There are plenty more modern distros that will accept Sata. I think Debian is pretty old. I still keep Debian Woody and Sarge in the box but their kernels are 2.2.20 and 2.4.27 respectively. The former is the oldest kernel I have come across.
First, what type of internet connection are you using? 2 Days? Dial Up modems can sometimes be problematic under Linux. Are you trying the 64bit distros? I've never had any luck with them, and have always just stuck with the 32bit i386 versions. Even though my PC is capable of using the 64bit OS. Hopefully you find Suse works well for you, my experience with OpenSuse was just the opposite. I can say that for a lot of Distros that a lot of people like, Mandriva 07, PCLinuxOS, and many others. Bottom line, its going to boil down to finding one, that you can get all your hardware to work.
Ubuntu/Kubuntu/Xubuntu 6.10.... Depending on the interface you like. Search for screenshots on the 3 to determine which Desktop environment you want, but the OS will work pretty much the same way. I personally like Gnome(Ubuntu)..
And install EasyUbuntu, which will install several programs that everyone uses with little to no effort.
Then if there's something you need that EasyUbuntu doesn't install, 99% of the time, you'll find a program in the repositories using Synaptic, which will resolve dependancies and again, make things easy to install...

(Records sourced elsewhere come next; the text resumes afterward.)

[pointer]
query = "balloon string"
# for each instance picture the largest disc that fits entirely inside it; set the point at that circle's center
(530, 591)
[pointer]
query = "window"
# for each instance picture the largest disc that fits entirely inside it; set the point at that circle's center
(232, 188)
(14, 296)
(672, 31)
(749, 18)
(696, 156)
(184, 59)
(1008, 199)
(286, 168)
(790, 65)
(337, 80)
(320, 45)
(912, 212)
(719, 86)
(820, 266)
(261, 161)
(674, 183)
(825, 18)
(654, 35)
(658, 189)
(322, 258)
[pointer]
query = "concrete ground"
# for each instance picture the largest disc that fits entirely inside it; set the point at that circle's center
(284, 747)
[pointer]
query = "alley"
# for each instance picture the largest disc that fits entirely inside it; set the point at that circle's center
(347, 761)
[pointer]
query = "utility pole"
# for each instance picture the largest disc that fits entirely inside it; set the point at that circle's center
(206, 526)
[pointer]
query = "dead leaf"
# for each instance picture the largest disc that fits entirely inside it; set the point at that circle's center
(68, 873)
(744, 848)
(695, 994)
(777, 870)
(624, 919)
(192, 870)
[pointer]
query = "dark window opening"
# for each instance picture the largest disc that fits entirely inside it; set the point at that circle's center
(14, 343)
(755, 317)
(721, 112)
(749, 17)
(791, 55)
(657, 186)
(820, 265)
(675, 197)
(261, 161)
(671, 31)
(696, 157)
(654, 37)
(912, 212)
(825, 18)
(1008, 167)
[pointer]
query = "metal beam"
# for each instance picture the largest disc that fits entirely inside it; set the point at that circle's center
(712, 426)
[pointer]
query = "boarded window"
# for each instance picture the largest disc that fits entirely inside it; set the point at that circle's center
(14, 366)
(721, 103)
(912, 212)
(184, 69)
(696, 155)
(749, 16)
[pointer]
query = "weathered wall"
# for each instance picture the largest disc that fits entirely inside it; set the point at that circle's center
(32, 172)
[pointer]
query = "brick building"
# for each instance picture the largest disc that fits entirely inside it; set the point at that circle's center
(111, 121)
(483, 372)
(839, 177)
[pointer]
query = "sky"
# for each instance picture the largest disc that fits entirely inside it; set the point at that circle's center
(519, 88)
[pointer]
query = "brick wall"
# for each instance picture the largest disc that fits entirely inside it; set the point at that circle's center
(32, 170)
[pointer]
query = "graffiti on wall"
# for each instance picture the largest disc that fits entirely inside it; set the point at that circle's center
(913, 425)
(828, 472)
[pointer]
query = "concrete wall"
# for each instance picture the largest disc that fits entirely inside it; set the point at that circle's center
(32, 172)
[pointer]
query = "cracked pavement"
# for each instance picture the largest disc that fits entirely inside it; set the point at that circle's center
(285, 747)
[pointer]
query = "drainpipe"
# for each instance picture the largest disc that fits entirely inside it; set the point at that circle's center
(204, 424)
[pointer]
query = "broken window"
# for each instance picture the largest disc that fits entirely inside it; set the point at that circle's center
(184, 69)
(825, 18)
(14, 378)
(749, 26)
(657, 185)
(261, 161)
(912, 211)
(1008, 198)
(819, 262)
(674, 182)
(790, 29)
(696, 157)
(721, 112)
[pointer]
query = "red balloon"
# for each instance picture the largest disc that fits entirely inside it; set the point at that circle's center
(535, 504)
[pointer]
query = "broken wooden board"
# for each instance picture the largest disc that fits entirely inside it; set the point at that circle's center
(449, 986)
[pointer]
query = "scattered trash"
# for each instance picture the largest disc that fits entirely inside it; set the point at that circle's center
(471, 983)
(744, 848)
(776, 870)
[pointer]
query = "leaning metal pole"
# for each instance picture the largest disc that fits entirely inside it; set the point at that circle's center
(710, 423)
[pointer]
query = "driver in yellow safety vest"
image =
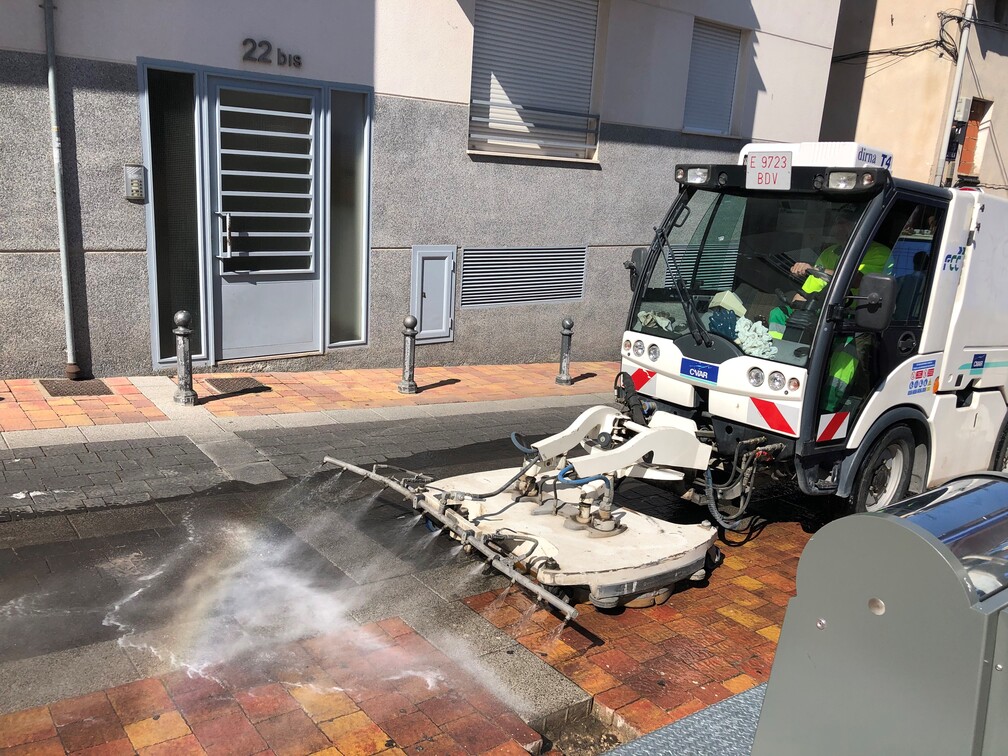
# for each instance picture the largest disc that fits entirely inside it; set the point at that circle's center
(849, 352)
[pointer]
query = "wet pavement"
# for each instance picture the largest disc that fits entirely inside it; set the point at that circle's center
(316, 612)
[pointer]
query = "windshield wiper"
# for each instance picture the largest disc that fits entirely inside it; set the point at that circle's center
(696, 326)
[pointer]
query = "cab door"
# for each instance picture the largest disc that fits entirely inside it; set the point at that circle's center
(859, 362)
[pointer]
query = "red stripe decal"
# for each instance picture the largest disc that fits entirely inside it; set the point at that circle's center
(833, 426)
(640, 377)
(771, 414)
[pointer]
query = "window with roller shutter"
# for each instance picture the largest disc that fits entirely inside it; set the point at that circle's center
(714, 63)
(532, 74)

It can be frustrating, this is true. I'd find a distro that I liked, but then would find something that didn't work(sound), would spend a few days messing with it with no success, then back to M$. Then I'd download some, that I couldn't even boot. Then I'd find one that completely worked, but I'd have a helluva time installing Windows Codecs, MP3 Codecs, DVD Playback, etc, and again, it would make me give up. When I finally tried Ubuntu, I personally knew I'd found the distro for me. Worked out of the box, the FAQ showed me how to install all the media codecs I needed so I could listen to my MP3 collection, and also showed me how to set up DVD playback, among other things.
After a month or so, I finally completely did away with Windows. I'm going on about 3mo of being Windowless, and couldn't be happier.
Last edited by IndyGunFreak; 12-11-2006 at 09:35 AM.
Arch works flawlessly (i have a similar setup but an athlon CPU and nvidia 7800, aswell as it on a fileserver, and my laptop). You can download a base ISO @ about 120MB and then optionally install other packages via the net.
however it is not as user-friendly (out of the box) as say ubuntu (which will handle SATA) and you have to setup X etc. Whic his extremly simple, and almost everything is detailed on the wiki.